悪魔的化物〈アウターマウカー〉が支配する化物島(テミスモイラ)のクロトの町で一人の成人女性の殺人事件が発生した。

その女性の死体には『右足が無い』のである。

しかも もし右足を切断したとすれば その為に発生しているはずの大量出血の形跡がないのである。


その後の警察の捜査により死後3日は経過しており その死体を解剖したところ心臓だけが何故か黒く変色していてドロドロに溶け始めていた。

また右足の切断部分を調べたところ何か鋭利なモノで切断されたような形跡があった。

死因については詳細不明であり大量出血死とされているのだが そこまでの大量の血液を出血させる為の大きな外傷は右足の切断部分以外には見当たらないのである。


まだまだ謎だらけの今回の殺人事件は警察とは別にアルヴァロス・X・ラピッドマンや〈アウターマウカー〉たちがそれぞれ独自で捜査を開始していた。



登場人物

①アルヴァロス・X・ラピッドマン

②アイザック・グラディデンス

③ヴィーナ・L・ヴァレンタイン(アイザックの侍女)

④エリオット警部(警察官)

⑤〈アウターマウカー〉(ステージ3)



 ある日の朝


アルヴァロスとアイザックとヴィーナの三人は別荘の庭に出ていて木で造られたテーブルの上に今回の女性殺人事件についての様々なデータが書いてある資料・書類をひろげていた。

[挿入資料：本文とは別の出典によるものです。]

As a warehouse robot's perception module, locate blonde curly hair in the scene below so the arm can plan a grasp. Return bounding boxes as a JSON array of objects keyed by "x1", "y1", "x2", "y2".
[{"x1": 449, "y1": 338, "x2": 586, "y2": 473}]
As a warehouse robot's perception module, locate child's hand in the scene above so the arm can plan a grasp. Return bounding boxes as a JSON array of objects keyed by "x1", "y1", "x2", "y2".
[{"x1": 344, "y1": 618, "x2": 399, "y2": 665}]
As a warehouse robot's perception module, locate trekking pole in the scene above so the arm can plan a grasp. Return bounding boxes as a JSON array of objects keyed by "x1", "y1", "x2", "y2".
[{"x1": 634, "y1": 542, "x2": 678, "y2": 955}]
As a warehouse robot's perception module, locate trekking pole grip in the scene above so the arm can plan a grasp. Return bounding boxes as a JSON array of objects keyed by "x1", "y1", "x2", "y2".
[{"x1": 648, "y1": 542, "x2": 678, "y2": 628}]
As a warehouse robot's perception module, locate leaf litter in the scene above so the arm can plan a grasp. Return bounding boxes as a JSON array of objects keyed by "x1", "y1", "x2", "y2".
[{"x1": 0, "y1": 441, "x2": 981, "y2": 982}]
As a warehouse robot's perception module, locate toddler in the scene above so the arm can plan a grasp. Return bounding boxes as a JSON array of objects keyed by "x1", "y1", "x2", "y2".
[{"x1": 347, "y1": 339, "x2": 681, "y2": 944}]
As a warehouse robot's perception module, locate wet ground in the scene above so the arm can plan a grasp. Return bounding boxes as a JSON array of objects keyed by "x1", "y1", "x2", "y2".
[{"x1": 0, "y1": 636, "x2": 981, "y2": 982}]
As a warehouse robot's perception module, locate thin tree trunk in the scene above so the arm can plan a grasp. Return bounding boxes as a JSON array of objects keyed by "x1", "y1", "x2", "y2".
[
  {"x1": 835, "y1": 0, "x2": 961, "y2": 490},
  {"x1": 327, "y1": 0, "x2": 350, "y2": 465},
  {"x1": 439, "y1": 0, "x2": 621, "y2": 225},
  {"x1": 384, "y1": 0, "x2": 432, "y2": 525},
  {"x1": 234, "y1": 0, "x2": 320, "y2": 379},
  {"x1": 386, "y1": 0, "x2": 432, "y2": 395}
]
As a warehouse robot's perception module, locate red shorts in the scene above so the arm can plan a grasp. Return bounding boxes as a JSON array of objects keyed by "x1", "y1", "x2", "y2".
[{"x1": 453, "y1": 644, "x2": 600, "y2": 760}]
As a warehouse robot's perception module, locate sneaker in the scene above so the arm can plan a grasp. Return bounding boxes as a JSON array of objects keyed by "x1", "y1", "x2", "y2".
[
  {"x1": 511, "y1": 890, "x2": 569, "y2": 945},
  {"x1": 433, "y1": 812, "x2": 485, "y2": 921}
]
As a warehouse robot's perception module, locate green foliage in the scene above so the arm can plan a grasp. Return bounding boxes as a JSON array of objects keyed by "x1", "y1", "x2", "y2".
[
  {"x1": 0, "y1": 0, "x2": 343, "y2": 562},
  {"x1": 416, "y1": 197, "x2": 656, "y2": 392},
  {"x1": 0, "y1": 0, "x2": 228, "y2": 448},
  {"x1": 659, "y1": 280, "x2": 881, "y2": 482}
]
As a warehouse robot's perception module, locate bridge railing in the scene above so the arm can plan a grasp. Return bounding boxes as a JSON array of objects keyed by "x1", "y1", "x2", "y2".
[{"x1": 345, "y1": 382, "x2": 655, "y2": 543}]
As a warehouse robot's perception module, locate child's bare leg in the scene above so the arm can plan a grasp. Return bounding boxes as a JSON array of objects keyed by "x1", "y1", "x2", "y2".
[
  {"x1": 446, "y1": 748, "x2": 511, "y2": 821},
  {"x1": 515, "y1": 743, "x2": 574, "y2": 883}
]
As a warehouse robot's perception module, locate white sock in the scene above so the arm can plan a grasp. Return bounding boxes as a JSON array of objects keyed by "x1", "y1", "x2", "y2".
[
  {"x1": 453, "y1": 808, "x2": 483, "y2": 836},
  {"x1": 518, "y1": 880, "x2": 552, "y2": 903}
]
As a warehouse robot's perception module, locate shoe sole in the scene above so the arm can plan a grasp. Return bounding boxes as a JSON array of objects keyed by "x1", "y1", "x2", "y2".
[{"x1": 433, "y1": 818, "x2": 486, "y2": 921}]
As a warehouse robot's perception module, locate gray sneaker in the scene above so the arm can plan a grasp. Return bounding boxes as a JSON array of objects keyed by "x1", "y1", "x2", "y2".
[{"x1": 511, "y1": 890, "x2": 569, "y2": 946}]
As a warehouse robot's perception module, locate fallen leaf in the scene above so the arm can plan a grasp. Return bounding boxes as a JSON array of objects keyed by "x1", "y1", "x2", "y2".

①「ふむぅ まず殺害方法がいまいちよく解らないなぁ。」

②「死因は大量出血死か? その犯人が血液を持ち去ったのか? そして右足もか…?」

③「心臓が黒く変色してドロドロに溶けてきていたのは何故なのでしょうか?」

②「さぁ? 何故だろうね? まぁ 確かに普通ではないようだね。」

①「心臓が黒く変色か? 死因は失血死かな? これは…? いや だが それとも…?」

②「ん? どうした? アルヴァロスよ そんなに死因が気になるのかい?」

①「いや まぁ それほどでもないんだがな どうも気になっていてな。」

②「ほう なるほど そうかい ヴィーナの方は何か気になることでもあるのかい?」

③「あっ はい 私はやはり右足の行方が気になりますね。」

②「ふむ なるほどね」

①「……」

そこで三人共にまた考え事をしている為に話しは止まってしまった。


   ―-―-―-―-―


 ある日の昼前


 タッタッタッタッ…!


そこにエリオット警部がまた走ってやって来ていてテーブルの前で止まった。


④「はぁはぁはぁはぁ…」

①「おお エリオット警部 そんなに慌ててどうしたのだ?」

③「ん?」

②「ん? どうした?」

④「た 大変です! また殺人事件が起きました!」

①②③「…っ!?」

④「今度はラケシスの町で殺人事件が発生しました。」

①「何? ラケシス…だと?」

②「ラケシスの町はここからだと少し遠いな 飛んでいくのか? アルヴァロスよ」

④「皆さん ご心配ありません 車を用意してありますので それで行きましょう。」

③「はい 判りました。」

②「おお そうか わかった」

①「……」

エリオット警部が用意した車にアルヴァロスたち四人が乗り込みラケシスの町で起きた殺人事件の現場に向かった。


   ―-―-―-―-―


ラケシス町の某所にて

今回も公園のような所である。

その公園には緑色の規制線で囲まれていて事件現場は緑色の大きなブルーシートで覆い隠していてその周辺では複数の警察官や鑑識官たちが慌ただしく作業や行動をしていて規制線の外では大勢の野次馬が見にきていて騒いでいた。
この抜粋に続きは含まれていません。